Madeleine remembered picking up the nearest heavy object, a biology textbook. She remembered hitting the girl in the face, then slamming her to the floor, pummeling her, not realizing until her friends pulled her off that the girl wasn’t fighting back.

She had done that to someone she barely knew, yet she couldn’t touch a clay mask of Frankie’s face.

She realized she should be doing something—running, calling the police. But she couldn’t call the police. The police had done this.

Cicadas chirred in the woods. Water was trickling somewhere—a stream out in the fields. Far off in the direction the police car had gone, a single streetlight gleamed.

This was the place Frankie had killed those women. Madeleine was sure of it.

And he had brought her here, his own sister.

If the lady cop hadn’t come . . .

The wound was just behind Frankie’s ear. His hair was sticky with blood.

Madeleine felt no anger toward the policewoman.
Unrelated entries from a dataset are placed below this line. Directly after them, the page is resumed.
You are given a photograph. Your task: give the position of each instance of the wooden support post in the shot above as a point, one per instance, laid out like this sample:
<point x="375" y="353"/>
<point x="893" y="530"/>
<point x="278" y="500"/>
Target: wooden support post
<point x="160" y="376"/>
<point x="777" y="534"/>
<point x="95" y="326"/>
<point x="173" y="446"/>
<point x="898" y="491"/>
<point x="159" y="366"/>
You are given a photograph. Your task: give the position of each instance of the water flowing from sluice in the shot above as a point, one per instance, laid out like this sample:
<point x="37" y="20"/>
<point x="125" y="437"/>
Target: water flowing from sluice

Instead, she felt a strange kind of awe. One quick strike . . . was that really all it took to stop him?

A siren wailed in the distance. Maybe another police car, maybe something else.

She didn’t want the policewoman to get in trouble. Frankie had made a world of trouble for all those women he’d hurt. She didn’t want Frankie to ever get up.
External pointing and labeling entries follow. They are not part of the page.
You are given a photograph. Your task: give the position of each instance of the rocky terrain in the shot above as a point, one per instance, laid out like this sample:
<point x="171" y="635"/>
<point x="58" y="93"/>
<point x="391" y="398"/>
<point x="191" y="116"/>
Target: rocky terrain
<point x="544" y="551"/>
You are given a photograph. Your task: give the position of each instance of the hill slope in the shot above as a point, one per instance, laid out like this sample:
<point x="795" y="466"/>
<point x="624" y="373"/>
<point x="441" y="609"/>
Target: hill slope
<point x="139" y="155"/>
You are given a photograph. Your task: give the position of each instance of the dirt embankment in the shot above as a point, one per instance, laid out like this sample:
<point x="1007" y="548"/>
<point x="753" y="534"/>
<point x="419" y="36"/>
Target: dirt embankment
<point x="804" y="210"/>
She tried to think of what to do. She couldn’t go home. Her father would never believe Frankie had meant to hurt her. He would somehow turn this into her fault.

The hospital was just over those fields.

She would have to walk miles in the dark, but she could do it. The security guard would let her in. He’d keep quiet. What choice did he have? He couldn’t say anything without getting himself in trouble. The counselors may have betrayed her, but Stokes-McLean was still the safest place she’d ever known. She would just have to be more careful. She couldn’t talk about her family anymore. Nobody could help her but herself.

She’d leave Frankie, pretend she was never here. As long as he stayed motionless, as long as he couldn’t hurt her anymore . . .

Then he groaned. Madeleine started to tremble when Frankie rolled onto his back.

His face was unmarred, his eyes—so like hers—were dazed, searching the sky. He didn’t look exactly conscious, but he was trying to make a fist, like he was trying to grab hold of life, pull himself back.

In that instant, Madeleine knew what would happen. Frankie would live. He would get better. He would punish her. The lady cop, whoever she was, would die for daring to touch him, just like the other women had.

It wasn’t fair.

She looked down at her brother’s face, pale and perfectly sculpted, so much like the clay bust. She heard her counselor’s voice: Take control. You’ll never be free of him otherwise.

She picked up the policewoman’s baton.

AFTERWARD, SHE RAN DEEP INTO THE woods. Cactus tore at her legs. Branches scraped her face.

She didn’t look back.

She stumbled in a stream, dropped the baton in the water. She kept going, running from the sound of the police siren somewhere behind her, impossibly thin and weak, but growing steadily louder, like a lament from the other side of the world.